# NEED HELP replacing harddrive



## ginnieth (Oct 19, 2005)

hi...a plea for help...
my mac has died and i need to replace it...i am not savvy by any means...i need a computer that still has scsi interfacing so i can continue to use the personal laser printer...i use my computer for work, and need sufficient memory to store files, use a scanner, use the graphics, etc. my budget is around $500.00...can you help me? i assume my moniter is fine, just the harddrive has to be replaced...
the problem with my old mac started yesterday, i was able to finally get it booted (after it crashed it was then was unrecognizable by itself) using a series of start up disks...however, today the start up disks are saying they do not recognize the harddrive and i can't run disk first aid on it...i really need to get files off of this computer, do you have any suggestions?

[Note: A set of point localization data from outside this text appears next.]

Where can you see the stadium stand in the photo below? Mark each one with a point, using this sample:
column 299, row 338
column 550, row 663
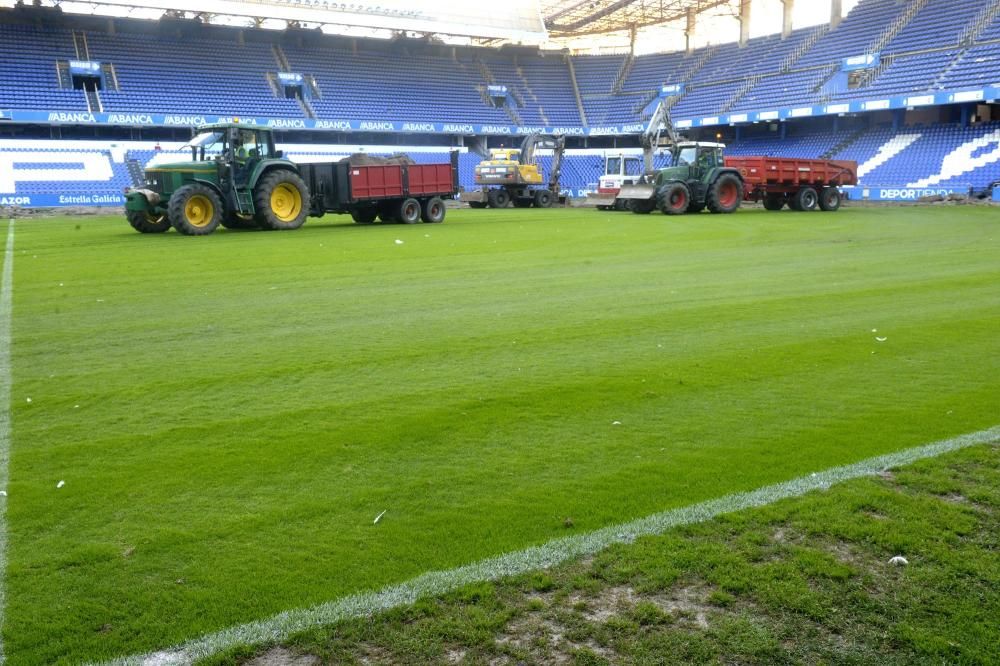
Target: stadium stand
column 926, row 46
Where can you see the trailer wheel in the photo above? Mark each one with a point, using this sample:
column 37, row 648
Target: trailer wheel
column 364, row 215
column 409, row 211
column 673, row 199
column 774, row 201
column 643, row 206
column 805, row 199
column 725, row 194
column 195, row 210
column 433, row 210
column 147, row 223
column 543, row 198
column 281, row 199
column 829, row 199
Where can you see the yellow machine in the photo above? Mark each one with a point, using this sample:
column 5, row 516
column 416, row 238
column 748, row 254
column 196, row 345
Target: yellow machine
column 512, row 175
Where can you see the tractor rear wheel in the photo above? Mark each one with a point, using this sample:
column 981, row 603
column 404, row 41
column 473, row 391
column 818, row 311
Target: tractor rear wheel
column 829, row 199
column 146, row 222
column 364, row 215
column 543, row 199
column 282, row 200
column 195, row 210
column 774, row 201
column 725, row 194
column 673, row 199
column 805, row 199
column 433, row 210
column 409, row 211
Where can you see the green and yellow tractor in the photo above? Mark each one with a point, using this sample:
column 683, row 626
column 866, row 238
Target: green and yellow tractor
column 235, row 178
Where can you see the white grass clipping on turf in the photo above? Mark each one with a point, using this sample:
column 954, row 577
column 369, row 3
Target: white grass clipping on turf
column 6, row 309
column 283, row 625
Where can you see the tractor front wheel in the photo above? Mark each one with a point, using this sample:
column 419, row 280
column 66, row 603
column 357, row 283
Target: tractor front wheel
column 195, row 210
column 673, row 199
column 725, row 194
column 146, row 222
column 281, row 198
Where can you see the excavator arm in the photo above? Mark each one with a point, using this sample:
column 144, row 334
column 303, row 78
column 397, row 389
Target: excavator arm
column 659, row 125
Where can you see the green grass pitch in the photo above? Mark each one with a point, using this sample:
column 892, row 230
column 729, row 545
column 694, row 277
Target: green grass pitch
column 231, row 413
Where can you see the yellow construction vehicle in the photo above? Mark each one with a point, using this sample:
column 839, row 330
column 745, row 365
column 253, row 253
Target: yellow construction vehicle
column 511, row 175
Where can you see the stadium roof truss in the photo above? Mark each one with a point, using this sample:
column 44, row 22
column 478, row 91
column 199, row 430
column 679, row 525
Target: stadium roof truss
column 566, row 18
column 520, row 21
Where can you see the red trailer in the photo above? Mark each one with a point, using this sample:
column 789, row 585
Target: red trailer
column 392, row 191
column 803, row 184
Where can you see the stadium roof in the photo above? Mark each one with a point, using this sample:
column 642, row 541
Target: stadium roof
column 565, row 18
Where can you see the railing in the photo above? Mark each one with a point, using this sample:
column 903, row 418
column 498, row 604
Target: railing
column 622, row 74
column 896, row 26
column 983, row 19
column 801, row 49
column 576, row 89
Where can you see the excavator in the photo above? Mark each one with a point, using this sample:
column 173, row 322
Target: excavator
column 621, row 170
column 511, row 175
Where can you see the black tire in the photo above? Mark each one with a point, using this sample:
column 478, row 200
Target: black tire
column 195, row 210
column 543, row 199
column 236, row 221
column 499, row 198
column 725, row 195
column 433, row 210
column 148, row 223
column 774, row 201
column 364, row 215
column 673, row 199
column 830, row 199
column 282, row 200
column 409, row 211
column 643, row 206
column 805, row 200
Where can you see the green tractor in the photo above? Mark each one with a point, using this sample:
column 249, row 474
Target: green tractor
column 235, row 178
column 697, row 180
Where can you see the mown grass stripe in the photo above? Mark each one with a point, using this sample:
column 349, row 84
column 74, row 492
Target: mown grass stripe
column 6, row 310
column 285, row 624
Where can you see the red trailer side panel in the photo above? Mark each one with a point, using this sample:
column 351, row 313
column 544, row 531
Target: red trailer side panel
column 788, row 172
column 430, row 179
column 376, row 182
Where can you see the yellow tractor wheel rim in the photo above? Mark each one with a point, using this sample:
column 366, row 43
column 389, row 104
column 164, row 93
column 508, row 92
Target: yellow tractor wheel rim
column 286, row 202
column 199, row 211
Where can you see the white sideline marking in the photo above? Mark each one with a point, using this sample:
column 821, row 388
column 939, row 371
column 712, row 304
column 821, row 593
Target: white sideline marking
column 283, row 625
column 6, row 309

thanks for your assistance...i bought an imac from mega macs and have been v. satisfied (dead computer is a power mac), what do you think of this one?
PowerMac G4 500MHz 256MB/27GB/DVD-RAM/100 MB Zip

FEATURES:

* 500mhz PowerPC G4 
* System bus @100MHz 
* 256MB SDRAM memory 
* 27GB Ultra ATA drive 
* DVD-RAM (reads CDs & DVD-ram) 
INCLUDES:
* PowerMac G4 
* AC Power Cord 
* Keyboard & Mouse 

ginny thacker
please respond via email
[email protected]


----------



## shuuhen (Sep 4, 2004)

So the computer does boot off of a CD? If so, you don't need to replace the computer. The computer just seems to be having trouble reading the hard drive.

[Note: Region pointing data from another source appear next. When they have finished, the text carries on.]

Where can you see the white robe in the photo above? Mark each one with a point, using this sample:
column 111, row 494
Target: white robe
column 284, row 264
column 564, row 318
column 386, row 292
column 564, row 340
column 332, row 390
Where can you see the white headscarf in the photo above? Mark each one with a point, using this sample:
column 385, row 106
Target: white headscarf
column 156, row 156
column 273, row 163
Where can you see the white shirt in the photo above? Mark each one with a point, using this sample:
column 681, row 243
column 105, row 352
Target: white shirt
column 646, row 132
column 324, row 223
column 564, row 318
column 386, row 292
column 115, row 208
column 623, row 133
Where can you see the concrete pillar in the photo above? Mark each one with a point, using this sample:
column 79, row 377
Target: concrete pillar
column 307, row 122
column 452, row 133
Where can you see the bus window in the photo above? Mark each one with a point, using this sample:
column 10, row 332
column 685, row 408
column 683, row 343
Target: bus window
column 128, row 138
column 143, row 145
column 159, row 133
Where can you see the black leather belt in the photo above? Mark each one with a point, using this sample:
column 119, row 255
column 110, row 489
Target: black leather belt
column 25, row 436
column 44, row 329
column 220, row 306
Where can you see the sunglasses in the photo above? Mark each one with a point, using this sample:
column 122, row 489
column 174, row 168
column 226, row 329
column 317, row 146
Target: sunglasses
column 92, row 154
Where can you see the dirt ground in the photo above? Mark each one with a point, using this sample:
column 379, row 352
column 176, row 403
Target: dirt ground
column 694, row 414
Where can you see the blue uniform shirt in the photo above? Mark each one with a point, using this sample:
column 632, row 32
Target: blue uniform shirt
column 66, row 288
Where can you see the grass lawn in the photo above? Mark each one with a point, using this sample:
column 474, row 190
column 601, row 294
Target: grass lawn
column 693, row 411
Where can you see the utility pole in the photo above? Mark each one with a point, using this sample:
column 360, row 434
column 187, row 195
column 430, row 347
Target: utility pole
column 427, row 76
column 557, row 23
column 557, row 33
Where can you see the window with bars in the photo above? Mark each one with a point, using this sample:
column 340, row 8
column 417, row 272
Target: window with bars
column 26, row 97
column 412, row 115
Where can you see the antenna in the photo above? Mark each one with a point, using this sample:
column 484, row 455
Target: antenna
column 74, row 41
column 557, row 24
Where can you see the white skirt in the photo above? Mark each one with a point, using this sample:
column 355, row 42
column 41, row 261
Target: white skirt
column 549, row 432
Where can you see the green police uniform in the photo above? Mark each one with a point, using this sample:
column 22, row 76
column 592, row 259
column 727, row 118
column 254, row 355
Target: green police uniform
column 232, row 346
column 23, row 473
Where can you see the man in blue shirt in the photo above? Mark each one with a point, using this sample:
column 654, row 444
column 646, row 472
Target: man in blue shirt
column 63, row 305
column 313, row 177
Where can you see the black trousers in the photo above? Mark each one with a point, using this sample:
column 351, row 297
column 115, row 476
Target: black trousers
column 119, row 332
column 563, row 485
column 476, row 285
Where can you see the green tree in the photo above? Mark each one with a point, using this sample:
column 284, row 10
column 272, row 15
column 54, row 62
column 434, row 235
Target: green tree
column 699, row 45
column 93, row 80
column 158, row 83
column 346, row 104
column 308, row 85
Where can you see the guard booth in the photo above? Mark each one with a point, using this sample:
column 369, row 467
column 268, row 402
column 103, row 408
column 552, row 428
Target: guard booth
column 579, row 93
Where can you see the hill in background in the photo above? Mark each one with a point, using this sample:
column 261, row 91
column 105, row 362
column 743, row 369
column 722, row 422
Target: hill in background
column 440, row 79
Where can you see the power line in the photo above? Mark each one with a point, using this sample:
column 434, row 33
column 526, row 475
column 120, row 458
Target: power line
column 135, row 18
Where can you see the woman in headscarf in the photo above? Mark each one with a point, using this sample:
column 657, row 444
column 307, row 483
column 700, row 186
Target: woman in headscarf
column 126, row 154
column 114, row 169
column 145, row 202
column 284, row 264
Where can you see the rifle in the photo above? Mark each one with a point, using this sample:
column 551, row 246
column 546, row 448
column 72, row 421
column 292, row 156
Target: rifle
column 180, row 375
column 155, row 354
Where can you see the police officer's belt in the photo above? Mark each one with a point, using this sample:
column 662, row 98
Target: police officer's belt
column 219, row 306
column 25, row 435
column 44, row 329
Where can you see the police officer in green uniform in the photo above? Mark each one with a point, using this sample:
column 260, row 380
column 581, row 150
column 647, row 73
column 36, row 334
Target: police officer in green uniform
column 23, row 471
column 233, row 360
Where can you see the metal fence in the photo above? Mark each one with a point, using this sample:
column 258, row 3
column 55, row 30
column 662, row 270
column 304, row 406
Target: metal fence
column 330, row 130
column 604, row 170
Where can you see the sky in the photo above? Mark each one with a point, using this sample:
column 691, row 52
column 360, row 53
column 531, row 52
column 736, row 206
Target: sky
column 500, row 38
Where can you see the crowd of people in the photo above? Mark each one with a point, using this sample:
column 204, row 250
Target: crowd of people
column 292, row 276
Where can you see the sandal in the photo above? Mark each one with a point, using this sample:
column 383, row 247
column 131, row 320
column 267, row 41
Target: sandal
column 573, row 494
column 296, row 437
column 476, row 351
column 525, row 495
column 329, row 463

If the computer is at least getting to the startup chime, you can try resetting the PRAM. When you start the computer, hold command-option-p-r until you have heard the startup chime about three or four times.


----------



## [email protected] (Oct 31, 2005)

Sounds very like the drive has died completely. Usually, if you manage to get it going once more you should IMMEDIATELY backup the data, as it's unlikely to come up again... 
Replacing the ATA drive is a doddle. You can get instructions from Apple's support http://www.apple.com/support/diy/ (and select your model G4), or Google using something like "replacing hard drive g4 500MHZ". 
You can get v. cheap replacement drives from http://ebuyer.co.uk or a variety of places in the US (always cheaper than the UK :-( ) 

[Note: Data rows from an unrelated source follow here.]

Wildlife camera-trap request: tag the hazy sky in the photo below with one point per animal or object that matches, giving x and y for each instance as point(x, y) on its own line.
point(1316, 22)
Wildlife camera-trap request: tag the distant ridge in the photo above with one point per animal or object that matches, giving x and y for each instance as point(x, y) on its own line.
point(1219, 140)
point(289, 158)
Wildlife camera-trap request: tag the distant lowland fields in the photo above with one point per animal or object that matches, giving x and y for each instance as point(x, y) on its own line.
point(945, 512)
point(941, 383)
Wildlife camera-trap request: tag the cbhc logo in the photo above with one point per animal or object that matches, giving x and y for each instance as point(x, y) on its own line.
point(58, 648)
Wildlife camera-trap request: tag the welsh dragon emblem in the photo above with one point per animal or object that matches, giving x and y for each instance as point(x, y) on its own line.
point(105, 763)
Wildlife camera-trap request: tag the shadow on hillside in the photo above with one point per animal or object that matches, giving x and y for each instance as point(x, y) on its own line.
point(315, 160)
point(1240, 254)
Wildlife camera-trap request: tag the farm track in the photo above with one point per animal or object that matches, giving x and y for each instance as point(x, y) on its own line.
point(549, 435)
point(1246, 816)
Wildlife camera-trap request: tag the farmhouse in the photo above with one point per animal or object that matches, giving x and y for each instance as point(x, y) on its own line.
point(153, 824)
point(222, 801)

And one last thing - where possible use Seagate drives, both ATA and SCSI, they are the best.


----------



## sinclair_tm (Mar 11, 2005)

that g4/500 does not have scsi on it. scsi was a built to order option on all g4 desktops. what mac do you have with a failed hd on it. it is simple to replace the hds on most macs. as far a getting a replacement hd, the best to do is to get new, and any major brand will do. i have maxtor and wester digital and never have had a problem with them.


----------